La proposition de révision prévoit en son article 35 une procédure de comitologie pour éventuellement simplifier les dispositions du code des douanes communautaire.

Si le recours à la procédure de comitologie se conçoit lorsque de simples mesures d'application sont en jeu, il semble plus délicat en revanche de consentir à la Commission des compétences d'exécution pour simplifier des dispositions adoptées par le Conseil et le Parlement. La simplification d'une mesure législative ne peut être en effet assimilée à une mesure d'application. Il conviendrait par conséquent de demander la suppression de l'article 35 de la proposition de règlement E 3026.

En dehors de cet article, la proposition de refonte du code renvoie également, à plusieurs reprises, à une procédure de comitologie pour préciser certaines dispositions. Le gouvernement français a indiqué au cours des négociations qu'il préférait que la procédure actuelle du comité de réglementation en vigueur pour l'adoption des dispositions d'application du code (DAC) soit maintenue. Elle permet notamment de saisir le Conseil d'une question lorsqu'une minorité de blocage est réunie et de faire ainsi évoquer au niveau adéquat les problèmes sensibles.

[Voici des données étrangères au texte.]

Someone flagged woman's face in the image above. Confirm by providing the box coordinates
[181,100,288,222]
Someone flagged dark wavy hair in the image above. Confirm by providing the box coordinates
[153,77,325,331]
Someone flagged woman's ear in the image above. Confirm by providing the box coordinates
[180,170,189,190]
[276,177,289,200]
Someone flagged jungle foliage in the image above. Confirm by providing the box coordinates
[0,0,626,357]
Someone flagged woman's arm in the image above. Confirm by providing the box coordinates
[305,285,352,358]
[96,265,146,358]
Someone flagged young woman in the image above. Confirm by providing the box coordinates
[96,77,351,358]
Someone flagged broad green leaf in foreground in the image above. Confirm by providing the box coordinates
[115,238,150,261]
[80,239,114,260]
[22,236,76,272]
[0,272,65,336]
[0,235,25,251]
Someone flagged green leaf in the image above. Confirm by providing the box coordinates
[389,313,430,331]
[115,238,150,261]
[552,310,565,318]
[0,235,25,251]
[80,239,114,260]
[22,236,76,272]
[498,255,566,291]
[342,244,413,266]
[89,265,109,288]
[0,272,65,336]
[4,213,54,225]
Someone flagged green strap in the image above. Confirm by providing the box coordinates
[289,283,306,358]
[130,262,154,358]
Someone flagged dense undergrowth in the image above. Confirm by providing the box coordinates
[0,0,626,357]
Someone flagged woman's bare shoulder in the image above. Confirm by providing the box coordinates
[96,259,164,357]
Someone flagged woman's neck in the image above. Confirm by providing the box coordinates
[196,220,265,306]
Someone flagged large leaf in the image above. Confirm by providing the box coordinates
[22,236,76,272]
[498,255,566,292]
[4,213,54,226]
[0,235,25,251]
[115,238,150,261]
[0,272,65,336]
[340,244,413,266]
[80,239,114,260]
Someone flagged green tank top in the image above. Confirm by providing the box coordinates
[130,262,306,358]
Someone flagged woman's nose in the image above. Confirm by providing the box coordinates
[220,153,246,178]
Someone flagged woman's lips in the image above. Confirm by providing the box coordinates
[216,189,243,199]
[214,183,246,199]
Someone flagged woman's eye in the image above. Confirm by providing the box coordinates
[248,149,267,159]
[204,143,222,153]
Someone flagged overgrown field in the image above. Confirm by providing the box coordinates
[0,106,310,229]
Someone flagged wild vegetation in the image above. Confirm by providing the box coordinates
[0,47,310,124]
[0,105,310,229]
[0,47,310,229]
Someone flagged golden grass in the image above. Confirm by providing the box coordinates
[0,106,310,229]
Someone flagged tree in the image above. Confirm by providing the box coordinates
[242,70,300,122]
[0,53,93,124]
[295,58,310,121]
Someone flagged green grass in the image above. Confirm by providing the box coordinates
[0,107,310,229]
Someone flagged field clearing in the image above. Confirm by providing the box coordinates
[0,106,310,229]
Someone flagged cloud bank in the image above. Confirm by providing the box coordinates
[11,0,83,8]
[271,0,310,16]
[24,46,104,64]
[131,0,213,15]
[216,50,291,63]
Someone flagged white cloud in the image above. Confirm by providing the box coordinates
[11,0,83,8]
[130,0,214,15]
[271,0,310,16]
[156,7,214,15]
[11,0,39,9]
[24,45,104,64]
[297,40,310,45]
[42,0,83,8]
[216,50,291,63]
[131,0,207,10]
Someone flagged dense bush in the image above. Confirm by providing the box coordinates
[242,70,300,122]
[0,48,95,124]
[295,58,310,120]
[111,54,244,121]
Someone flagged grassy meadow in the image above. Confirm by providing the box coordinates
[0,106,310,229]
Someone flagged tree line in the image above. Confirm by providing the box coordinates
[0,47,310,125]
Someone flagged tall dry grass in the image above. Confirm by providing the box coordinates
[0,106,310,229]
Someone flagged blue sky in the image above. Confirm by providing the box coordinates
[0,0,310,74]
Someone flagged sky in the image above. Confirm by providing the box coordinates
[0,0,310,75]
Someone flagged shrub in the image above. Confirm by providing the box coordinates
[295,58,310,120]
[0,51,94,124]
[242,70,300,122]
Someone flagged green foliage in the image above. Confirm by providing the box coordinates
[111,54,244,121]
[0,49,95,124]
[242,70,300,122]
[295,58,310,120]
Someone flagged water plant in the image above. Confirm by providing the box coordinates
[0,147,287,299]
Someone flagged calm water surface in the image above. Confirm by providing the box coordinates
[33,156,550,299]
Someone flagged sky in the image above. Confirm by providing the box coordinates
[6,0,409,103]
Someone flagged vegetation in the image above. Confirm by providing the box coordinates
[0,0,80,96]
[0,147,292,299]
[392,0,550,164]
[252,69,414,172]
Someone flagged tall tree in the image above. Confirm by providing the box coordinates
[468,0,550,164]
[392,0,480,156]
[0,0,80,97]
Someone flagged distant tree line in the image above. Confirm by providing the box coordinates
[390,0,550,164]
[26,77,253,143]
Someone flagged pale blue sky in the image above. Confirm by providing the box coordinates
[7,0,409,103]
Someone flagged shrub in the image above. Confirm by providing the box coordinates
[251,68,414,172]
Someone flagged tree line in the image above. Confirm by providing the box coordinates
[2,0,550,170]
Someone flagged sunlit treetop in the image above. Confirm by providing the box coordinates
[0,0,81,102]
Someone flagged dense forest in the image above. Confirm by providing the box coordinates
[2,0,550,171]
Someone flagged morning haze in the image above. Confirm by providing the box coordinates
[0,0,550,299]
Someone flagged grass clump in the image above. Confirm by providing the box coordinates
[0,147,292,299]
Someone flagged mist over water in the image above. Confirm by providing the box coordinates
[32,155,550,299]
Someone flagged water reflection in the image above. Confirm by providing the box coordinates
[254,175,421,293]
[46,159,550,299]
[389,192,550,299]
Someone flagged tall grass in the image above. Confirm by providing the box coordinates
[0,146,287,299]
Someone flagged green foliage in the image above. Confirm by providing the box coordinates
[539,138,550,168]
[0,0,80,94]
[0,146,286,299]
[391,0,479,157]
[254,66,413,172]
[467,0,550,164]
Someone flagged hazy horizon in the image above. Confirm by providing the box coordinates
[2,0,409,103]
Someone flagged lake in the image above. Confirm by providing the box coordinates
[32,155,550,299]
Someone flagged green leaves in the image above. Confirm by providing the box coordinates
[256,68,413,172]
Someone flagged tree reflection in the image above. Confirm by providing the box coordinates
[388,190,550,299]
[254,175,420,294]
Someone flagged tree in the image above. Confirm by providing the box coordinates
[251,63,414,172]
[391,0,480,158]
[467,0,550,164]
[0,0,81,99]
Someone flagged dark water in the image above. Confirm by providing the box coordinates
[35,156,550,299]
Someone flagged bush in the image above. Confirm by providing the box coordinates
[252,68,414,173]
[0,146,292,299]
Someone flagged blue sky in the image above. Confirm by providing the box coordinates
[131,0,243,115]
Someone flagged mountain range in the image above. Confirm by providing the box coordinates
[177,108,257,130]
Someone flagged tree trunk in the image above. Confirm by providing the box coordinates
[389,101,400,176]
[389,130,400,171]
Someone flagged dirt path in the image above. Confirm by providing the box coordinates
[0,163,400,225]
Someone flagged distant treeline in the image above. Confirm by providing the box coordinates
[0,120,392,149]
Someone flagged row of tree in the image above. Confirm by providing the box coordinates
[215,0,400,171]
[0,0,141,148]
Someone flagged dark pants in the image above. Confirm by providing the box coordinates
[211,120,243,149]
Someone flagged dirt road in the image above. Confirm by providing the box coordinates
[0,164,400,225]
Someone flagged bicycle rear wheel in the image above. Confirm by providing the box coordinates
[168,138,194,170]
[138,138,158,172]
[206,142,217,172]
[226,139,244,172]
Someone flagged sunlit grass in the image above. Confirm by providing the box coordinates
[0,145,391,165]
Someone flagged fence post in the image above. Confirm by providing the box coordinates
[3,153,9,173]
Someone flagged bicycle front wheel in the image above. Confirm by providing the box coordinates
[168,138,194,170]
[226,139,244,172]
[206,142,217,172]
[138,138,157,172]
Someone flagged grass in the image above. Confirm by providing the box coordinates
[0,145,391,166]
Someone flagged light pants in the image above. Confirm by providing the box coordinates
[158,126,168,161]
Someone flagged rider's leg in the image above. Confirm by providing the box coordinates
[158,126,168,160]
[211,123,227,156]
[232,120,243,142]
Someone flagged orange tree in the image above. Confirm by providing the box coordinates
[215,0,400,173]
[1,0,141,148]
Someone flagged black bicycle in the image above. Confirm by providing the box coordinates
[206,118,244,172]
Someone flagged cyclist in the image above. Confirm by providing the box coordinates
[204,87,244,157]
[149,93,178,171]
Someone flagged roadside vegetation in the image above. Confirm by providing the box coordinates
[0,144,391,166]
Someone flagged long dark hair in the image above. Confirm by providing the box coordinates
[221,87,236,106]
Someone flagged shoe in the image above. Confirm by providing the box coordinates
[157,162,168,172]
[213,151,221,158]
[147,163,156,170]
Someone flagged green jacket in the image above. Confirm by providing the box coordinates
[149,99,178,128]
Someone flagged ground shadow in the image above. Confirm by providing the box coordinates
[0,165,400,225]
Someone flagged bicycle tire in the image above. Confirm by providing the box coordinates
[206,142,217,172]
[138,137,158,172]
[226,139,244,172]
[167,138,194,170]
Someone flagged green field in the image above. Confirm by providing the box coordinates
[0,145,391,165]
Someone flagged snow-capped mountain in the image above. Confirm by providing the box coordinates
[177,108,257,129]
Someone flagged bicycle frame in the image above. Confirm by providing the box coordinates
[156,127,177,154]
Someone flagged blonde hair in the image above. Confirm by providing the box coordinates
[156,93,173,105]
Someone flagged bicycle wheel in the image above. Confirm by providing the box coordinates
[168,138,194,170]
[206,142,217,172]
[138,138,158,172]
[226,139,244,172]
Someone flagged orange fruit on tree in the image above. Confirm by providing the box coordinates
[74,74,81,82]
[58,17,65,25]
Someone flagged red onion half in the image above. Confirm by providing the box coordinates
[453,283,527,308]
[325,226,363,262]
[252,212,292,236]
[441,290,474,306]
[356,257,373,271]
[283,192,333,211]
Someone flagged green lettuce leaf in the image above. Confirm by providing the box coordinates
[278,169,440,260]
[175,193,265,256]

4) La gratuité du dédouanement

La proposition de code des douanes modernisé de la Commission prévoit en son article 32 que : « aucun frais n'est perçu par les autorités douanières pour l'accomplissement des contrôles douaniers ou tout autre acte requis par l'application de la législation douanière. Les autorités peuvent toutefois percevoir des frais ou récupérer des coûts pour des services spécifiques rendus. »

Le gouvernement français conteste cet article ; il estime en effet qu'il est de la compétence de chaque État membre de décider de la gratuité des services rendus. Il ne souhaite pas par ailleurs que le financement du dédouanement informatisé actuellement mis en oeuvre en France soit remis en cause : 60 % du dédouanement est aujourd'hui informatisé et financé par une redevance versée par les opérateurs en contrepartie du service rendu.

La France a donc fait savoir qu'elle souhaitait que la perception de frais ou la récupération de coûts soient valables pour tout acte accompli dans le cadre de l'application de la réglementation douanière et non pas seulement pour des « services spécifiques rendus ».

Eu égard à ces remarques, la délégation a décidé de ne pas intervenir plus sur ces deux textes.